Lena had nodded and, later that day, snuck off to Highneck Rise without telling him. The lock on the back door of the bakery hadn’t been difficult, but a ward had activated as soon as she had crossed the threshold. Her face was still scarred from the burn.
Jute closed his eyes, listening. The thing somewhere past the door wasn’t hostile. Curious, perhaps, and something else he couldn’t identify. It was listening specifically to him. Sweat trickled down his back. A tiny voice in the back of his mind suggested turning and leaving. But he couldn’t. Turning back meant climbing up the chimney to the man waiting on the roof.

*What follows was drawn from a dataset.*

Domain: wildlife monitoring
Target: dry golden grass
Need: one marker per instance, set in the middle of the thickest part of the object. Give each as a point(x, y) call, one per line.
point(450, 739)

Jute slipped through the door and into a dark hall.
Once inside the hall, the door at the far end and then up the stairs
, the Knife had said.
The door opened and stairs rose before him. They wound around and around, higher and higher. Moonlight filtered down windows cut in the stone walls, softening the darkness into shadow. He was higher than the rest of the manor now. Looking out, he could see the roof stretching away below him. He thought he could make out the dark blot of the Knife crouched beside the chimney.
Up the stairs, boy. Up the stairs and into a small room. That’s where the box is.
The sensation of the thing listening to him strengthened. It knew him somehow. He was sure of it. The voice inside his mind suggested again the wisdom of fleeing, but turning away was not an option. The man waiting at the top of the chimney was reason enough, but another reason trembled to astonished life inside Jute. If truth be told, he was not even sure of his own name. To find someone—something—that knew him would be more valuable than the richest purse he had ever stolen.
The stairway curved one more time and came to a door. A warning whispered from the door: a ward woven into the iron handle. He could hear the spell wavering through the air in search of whatever drew near. Instantly, he willed himself into silence, thinking of the quiet moon in her empty sky. The ward subsided back into sleep.